Between the early days of the Greek crisis and today, much water has flown and many a bond trading desks have shut shop, central banks are better prepared and governments more aware of the storm they find themselves in.

So, this week as increased fears about Spain's solvency begin — Pimco is watched keenly. Such pithy quips are read as generally indicative of Pimco's market biases vis-à-vis the direction of the European markets. Given the massive size of Pimco, it is generally considered imprudent to not investigate how they see the market, particularly one as volatile and opaque as Europe.

And nowhere in Europe is more keenly watched than Spain. There over the past month, the borrowing cost of short-term debt has virtually doubled.

Spain's government has promised to put in place more cuts. Presumably, such announcements are to convince the bond traders who lend Spain money that it is serious about putting its house in order. Seeing this course of action, others like the notable columnist Paul Krugman have called this "economic suicide". His argument is that cutting spending during a recession is an invitation to increased dis-utilisation of labour and capital. The IMF estimates around 1.8 per cent of the GDP will shrink this year.

In contrast to what the conservative Spanish government has been advocating, Krugman argues that only two true measures are available: one, either exit the euro (which in effect is a fixed exchange rate system, irrespective of Spain's inflation or productivity, with the rest of the world).

Contractionary policies

Then deflate the new currency and export ones' way back to normalcy. Or the second option is the ECB must accept the prospect of higher inflation, expand money supply, increased spending by Germany (even if it means deficits) in rest of Europe. As if on cue, the Spanish ministers promised to do the exact opposite. They'll increase taxes and reduce spending to generate revenue around €27 billion, which would help bring down the deficit from 8.5 per cent to 5.3 per cent.

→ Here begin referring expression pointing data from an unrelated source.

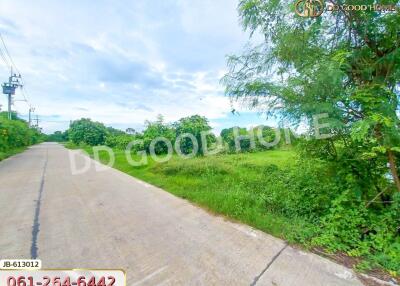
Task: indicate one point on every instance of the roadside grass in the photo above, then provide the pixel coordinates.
(227, 184)
(9, 153)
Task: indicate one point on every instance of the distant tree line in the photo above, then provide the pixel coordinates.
(88, 132)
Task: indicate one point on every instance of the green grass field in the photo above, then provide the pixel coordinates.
(227, 184)
(9, 153)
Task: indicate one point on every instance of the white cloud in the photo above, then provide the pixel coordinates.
(121, 62)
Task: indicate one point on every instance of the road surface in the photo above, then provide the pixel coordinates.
(107, 219)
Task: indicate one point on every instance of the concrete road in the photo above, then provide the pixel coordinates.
(107, 219)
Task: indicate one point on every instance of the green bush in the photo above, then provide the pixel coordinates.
(16, 134)
(86, 131)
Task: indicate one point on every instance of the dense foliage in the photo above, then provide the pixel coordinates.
(57, 136)
(16, 134)
(346, 65)
(88, 132)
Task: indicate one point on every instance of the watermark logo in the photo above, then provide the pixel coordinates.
(309, 8)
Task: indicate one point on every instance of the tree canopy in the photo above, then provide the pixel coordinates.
(343, 63)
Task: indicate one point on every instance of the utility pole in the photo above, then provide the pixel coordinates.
(9, 89)
(37, 121)
(31, 109)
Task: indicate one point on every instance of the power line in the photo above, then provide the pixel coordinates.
(9, 55)
(4, 59)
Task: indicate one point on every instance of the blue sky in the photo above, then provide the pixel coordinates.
(123, 62)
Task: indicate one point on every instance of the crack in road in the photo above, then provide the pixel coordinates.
(268, 265)
(36, 223)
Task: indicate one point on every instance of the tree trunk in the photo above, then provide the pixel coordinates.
(393, 169)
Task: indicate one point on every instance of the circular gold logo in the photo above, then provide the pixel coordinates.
(309, 8)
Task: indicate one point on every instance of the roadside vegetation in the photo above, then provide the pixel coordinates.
(16, 135)
(340, 193)
(286, 190)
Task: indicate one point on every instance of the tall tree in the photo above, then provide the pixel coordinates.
(344, 63)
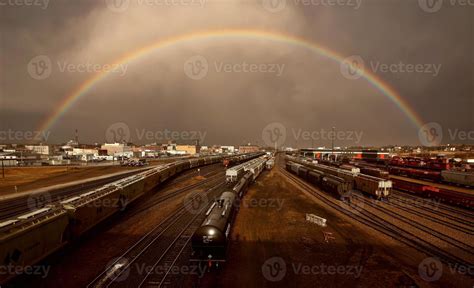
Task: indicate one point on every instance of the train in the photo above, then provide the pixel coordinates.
(333, 184)
(237, 159)
(235, 173)
(436, 170)
(29, 238)
(210, 241)
(445, 195)
(375, 187)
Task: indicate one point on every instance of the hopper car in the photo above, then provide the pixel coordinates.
(373, 186)
(209, 242)
(29, 238)
(442, 194)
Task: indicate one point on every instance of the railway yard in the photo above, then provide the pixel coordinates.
(256, 220)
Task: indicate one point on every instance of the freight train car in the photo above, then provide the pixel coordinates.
(330, 183)
(210, 240)
(428, 191)
(458, 177)
(373, 186)
(29, 238)
(87, 210)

Where does this leave us? Krugman's call for expansionary monetary policy assumes that central banks can still get away, and effect the markets, with what Mohammad Al Erian of Pimco calls "unusual central bank policy"? A rising consensus is that the other institutions in the European economy haven't risen to the challenge of addressing the fallout of the economic crises. The central banks have been trying to stem the economic downturn, but any kind of meaningful revival involves the political landscape.

In absence of the other wheels of the economy holding up, the efficacies of the ECB's actions are progressively suspect. And if Pimco's statements are any guides to how the larger bond market thinks, few expect the ECB to help address the Spanish crises. It seems we are destined to hear about Spain for a while. Perhaps, a good excuse to read Don Quixote again.

 

The columnist works for a major European investment bank in New York City. All opinions are personal and don't reflect any institutional perspectives.